Search code examples
dagster

Is it possible to generate jobs in Dagster dynamically using configuration from database


Currently, my database has multi departments. I need to apply a data pipeline to all of these departments with different configurations.

I want to load configurations for each department from a database. Then use these configuration to generate a list of Jobs in Dagster.

For example, I have 3 tenants:

Department1: Configuration1

Department2: Configuration2

Department3: Configuration3

These information is stored in my database.

How can I load these information and dynamically create 3 jobs (pipelines):

Pipeline1 for Department1 with Configuration1

Pipeline2 for Department2 with Configuration2

Pipeline3 for Department3 with Configuration3

Is it possible to do it on Dagster? I can do it with Airflow (dynamically generating DAGs) but not sure how to do this in Dagster.
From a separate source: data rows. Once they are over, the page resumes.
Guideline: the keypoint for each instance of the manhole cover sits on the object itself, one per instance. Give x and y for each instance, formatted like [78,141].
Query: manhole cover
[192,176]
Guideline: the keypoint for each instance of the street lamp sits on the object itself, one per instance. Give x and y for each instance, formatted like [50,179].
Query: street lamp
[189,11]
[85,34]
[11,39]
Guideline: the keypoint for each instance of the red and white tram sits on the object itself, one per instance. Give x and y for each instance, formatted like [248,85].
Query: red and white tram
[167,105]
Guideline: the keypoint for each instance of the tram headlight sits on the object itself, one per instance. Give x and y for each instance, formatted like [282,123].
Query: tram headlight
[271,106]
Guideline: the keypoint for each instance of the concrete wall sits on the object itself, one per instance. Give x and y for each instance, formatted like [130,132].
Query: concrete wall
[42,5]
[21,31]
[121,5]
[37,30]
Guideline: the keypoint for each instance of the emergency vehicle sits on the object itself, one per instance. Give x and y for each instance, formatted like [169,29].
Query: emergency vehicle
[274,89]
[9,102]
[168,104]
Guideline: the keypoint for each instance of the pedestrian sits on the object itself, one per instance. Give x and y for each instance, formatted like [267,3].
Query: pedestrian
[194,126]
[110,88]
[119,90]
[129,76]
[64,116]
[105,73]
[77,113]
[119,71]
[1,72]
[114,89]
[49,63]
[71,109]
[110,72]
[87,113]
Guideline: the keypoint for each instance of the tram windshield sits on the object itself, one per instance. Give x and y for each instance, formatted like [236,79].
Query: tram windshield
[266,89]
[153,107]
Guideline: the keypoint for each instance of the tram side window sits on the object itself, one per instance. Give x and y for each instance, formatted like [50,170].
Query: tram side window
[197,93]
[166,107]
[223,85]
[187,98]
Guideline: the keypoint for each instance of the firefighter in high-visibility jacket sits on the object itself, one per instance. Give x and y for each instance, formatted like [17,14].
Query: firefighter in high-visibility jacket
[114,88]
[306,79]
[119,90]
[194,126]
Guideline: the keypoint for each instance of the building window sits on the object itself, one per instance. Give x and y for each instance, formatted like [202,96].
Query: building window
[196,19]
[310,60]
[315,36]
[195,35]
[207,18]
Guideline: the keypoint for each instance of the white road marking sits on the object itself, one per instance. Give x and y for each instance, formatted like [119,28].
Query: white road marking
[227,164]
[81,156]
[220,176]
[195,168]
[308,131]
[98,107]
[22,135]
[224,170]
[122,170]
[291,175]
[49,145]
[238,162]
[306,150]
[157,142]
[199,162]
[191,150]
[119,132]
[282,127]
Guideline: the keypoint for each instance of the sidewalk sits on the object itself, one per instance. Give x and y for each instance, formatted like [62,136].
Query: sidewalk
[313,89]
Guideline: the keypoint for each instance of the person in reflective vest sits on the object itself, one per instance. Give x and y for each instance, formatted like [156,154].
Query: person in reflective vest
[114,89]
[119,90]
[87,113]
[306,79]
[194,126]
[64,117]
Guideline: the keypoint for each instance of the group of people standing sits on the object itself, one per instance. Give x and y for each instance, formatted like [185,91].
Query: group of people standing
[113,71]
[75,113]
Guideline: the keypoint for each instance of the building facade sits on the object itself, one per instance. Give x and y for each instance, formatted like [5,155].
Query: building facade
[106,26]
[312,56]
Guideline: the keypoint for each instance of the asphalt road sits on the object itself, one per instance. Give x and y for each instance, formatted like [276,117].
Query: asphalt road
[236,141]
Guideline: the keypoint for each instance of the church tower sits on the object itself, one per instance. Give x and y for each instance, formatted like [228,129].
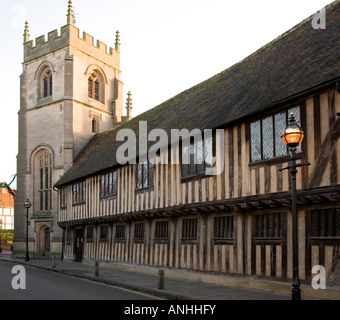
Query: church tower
[70,90]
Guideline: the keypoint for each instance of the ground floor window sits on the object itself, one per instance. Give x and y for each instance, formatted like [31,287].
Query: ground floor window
[189,229]
[325,223]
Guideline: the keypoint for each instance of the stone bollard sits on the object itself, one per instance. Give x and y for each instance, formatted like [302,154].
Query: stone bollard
[96,268]
[53,262]
[160,279]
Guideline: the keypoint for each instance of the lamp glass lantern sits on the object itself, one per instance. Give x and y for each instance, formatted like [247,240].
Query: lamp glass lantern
[27,204]
[293,134]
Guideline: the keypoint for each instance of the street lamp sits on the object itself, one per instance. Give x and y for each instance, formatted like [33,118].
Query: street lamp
[0,235]
[292,137]
[27,205]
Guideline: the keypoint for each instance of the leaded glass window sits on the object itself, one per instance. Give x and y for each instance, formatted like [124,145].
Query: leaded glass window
[265,135]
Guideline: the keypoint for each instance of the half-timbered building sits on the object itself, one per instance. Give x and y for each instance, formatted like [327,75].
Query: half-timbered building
[238,221]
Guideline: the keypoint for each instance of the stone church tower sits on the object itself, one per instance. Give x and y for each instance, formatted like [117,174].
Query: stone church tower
[70,90]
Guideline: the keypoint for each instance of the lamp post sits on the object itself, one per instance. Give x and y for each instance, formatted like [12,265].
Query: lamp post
[27,205]
[0,235]
[292,137]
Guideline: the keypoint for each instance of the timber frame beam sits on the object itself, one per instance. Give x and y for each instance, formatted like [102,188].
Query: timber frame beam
[321,196]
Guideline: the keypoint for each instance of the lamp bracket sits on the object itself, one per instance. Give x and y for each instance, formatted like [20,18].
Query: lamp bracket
[296,165]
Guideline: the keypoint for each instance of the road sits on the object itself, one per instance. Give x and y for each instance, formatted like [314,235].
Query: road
[47,285]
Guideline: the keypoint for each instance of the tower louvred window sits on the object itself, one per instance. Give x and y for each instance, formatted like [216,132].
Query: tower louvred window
[94,87]
[47,84]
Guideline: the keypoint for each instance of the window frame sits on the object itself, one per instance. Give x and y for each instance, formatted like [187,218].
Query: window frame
[189,231]
[120,233]
[108,189]
[162,231]
[94,87]
[330,218]
[145,178]
[46,84]
[45,181]
[224,229]
[89,234]
[79,192]
[276,156]
[194,170]
[139,232]
[103,233]
[63,198]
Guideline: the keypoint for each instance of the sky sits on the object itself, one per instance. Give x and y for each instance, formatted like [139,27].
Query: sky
[167,46]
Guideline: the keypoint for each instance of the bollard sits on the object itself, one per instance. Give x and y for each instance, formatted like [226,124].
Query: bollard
[96,268]
[53,262]
[160,279]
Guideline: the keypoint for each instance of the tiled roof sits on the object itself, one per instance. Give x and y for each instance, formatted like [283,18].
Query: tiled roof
[300,59]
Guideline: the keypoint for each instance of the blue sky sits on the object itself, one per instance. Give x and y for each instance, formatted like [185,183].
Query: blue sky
[167,46]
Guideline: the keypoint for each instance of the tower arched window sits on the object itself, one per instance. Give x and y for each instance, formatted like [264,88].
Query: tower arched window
[43,180]
[47,84]
[94,87]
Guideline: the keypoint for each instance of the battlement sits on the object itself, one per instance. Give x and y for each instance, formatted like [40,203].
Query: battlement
[70,36]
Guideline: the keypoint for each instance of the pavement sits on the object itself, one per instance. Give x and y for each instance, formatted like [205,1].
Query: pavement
[177,283]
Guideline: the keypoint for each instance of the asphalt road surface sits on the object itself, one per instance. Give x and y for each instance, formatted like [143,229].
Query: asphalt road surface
[28,283]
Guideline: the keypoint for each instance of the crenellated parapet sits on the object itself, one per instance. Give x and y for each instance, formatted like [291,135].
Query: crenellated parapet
[69,36]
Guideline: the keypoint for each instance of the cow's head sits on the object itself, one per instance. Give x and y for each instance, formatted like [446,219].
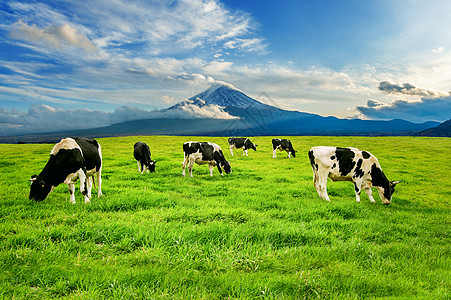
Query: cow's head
[39,190]
[386,192]
[226,166]
[151,166]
I cannot load database configuration outside of op/job in Dagster.


Solution

  • In Dagster, your @repository function is just a regular function, so you can run arbitrary code in there to query your database and generate jobs dynamically:

    @repository
    def my_repo():
        configs = # some query to your database
        jobs = []
        for config in configs:
             jobs.append(get_job_for_my_config(config))
        return jobs
    

    If you expect that the database call might be somewhat expensive in terms of time, you can look into making your repository lazy-loaded, which the Dagster RepositoryDefinition docs detail how to do.